His Mom and I then put him on a 3x daily, delicious supplement milk drink (Carnation Breakfast Essentials) and for the past six years, he has THRIVED on that and various cheese crackers (Pitares Booty cheese puffs being a favorite) and also plain milk and apple juice. He did finally accept a CRISPLY TOASTED cheese sandwich this yer—made just right, one slice of American cheese on white bread—toasted in oven. . And he will eat (only) vanilla ice cream.

He rejects all candy, fruit, cakes, pies, cookies, (except Oreos) and will eat only the too-sweet icing off his birthday cupcakes. Period. So, for six years he has only accepted milk, (a few types) crisp, cheese crackers and ice cream and toasted cheese sandwiches. No pizza or chicken nuggets or fries and not one vegetable or fruit.

He is old enough now to understand the importance of trying new foods and we coax him in a gentle way—with rewards at he end—to try a tiny bite of something new. A bite if pizza, a tiny thin slice if apple, mac and cheese—and he really does try—but the gag reflex takes over the second a new food touches his tongue. He is very bright and says it’s the texture.

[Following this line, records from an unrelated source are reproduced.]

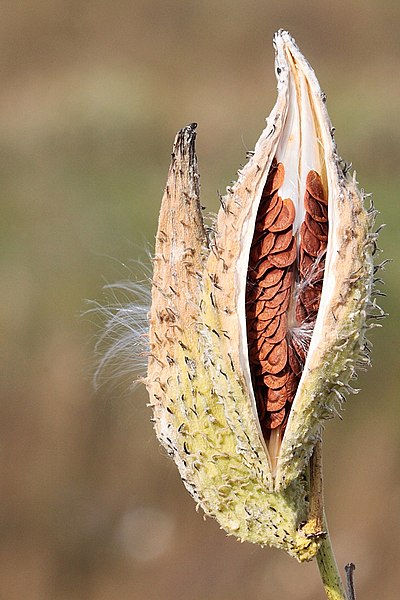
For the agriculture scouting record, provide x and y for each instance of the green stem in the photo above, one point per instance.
(325, 558)
(329, 570)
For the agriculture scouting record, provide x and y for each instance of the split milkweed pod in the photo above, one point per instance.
(256, 328)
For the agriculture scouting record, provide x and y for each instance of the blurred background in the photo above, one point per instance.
(91, 96)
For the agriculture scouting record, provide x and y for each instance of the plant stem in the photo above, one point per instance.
(325, 558)
(329, 570)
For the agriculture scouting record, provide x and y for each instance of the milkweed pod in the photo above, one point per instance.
(257, 327)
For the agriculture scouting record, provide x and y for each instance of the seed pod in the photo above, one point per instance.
(256, 329)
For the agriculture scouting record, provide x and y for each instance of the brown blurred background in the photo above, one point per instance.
(91, 95)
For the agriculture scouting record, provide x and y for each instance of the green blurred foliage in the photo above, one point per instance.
(91, 96)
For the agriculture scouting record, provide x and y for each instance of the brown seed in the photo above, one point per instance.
(277, 357)
(272, 277)
(275, 419)
(270, 292)
(277, 300)
(285, 258)
(276, 399)
(263, 266)
(278, 380)
(294, 361)
(281, 240)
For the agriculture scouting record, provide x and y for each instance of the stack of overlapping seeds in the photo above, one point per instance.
(284, 284)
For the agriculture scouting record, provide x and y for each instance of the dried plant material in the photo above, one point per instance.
(256, 330)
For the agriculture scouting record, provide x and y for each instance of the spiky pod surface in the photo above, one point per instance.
(199, 376)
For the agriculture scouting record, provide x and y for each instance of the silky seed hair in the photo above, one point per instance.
(258, 323)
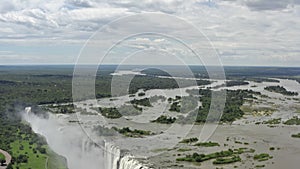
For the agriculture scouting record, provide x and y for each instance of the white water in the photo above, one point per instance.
(72, 143)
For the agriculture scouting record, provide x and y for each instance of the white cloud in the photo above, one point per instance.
(239, 29)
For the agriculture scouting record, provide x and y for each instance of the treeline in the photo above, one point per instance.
(281, 90)
(234, 100)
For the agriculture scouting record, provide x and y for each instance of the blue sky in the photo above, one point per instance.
(243, 32)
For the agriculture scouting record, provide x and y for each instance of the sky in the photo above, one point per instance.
(241, 32)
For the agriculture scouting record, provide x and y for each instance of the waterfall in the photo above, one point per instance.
(112, 155)
(80, 152)
(128, 162)
(115, 160)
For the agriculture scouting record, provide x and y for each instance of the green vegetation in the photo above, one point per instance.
(2, 159)
(229, 160)
(207, 144)
(296, 135)
(232, 83)
(184, 149)
(281, 90)
(262, 157)
(60, 109)
(164, 120)
(189, 140)
(111, 112)
(126, 131)
(130, 110)
(273, 121)
(141, 102)
(232, 111)
(103, 131)
(156, 98)
(222, 157)
(294, 121)
(141, 94)
(175, 106)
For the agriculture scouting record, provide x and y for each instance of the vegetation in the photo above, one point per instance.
(296, 135)
(60, 109)
(232, 83)
(222, 157)
(232, 110)
(229, 160)
(207, 144)
(111, 112)
(273, 121)
(164, 120)
(2, 159)
(130, 110)
(189, 140)
(126, 131)
(175, 106)
(141, 102)
(262, 157)
(294, 121)
(103, 131)
(281, 90)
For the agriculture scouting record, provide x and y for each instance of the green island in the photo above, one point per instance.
(207, 144)
(293, 121)
(281, 90)
(262, 157)
(141, 102)
(111, 112)
(126, 131)
(164, 120)
(296, 135)
(2, 159)
(189, 140)
(222, 157)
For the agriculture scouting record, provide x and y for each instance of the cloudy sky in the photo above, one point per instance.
(242, 32)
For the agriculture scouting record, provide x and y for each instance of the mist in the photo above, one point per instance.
(67, 139)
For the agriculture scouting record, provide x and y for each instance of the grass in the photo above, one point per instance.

(An adukt with ARFID said it was like a combination of being fed "worms and barbed-wire!"). I will end here. Our little boy is very happy with his foods and people comment that he is NEVER sick; misses no more than one day of school yearly, gets regular dental and medical checkups, , is very strong and sturdy and at age seven, wears size 10s and is the biggest and strongest kid in his class—all lean, tight muscle and no extra fat!

Apr 13, 2018
Other symptoms/diagnoses?
by: Mary C

Does your daughter have any other symptoms other than not eating? Does she have other SPD symptoms or diagnoses? Have you had her stomach checked for acid reflux or something else? Many times children do have these symptoms, but it is so hard since while so young they don't know how to communicate it?

Please know that there are children out there who do not have these problems but just don't like to eat much - my niece has no other symptoms but at 12 still only likes McDonalds chicken nuggets, pizza, pasta noodles, and a few other things. She is thriving despite it.

I hope the above help you think about your child and come up with something as it may apply.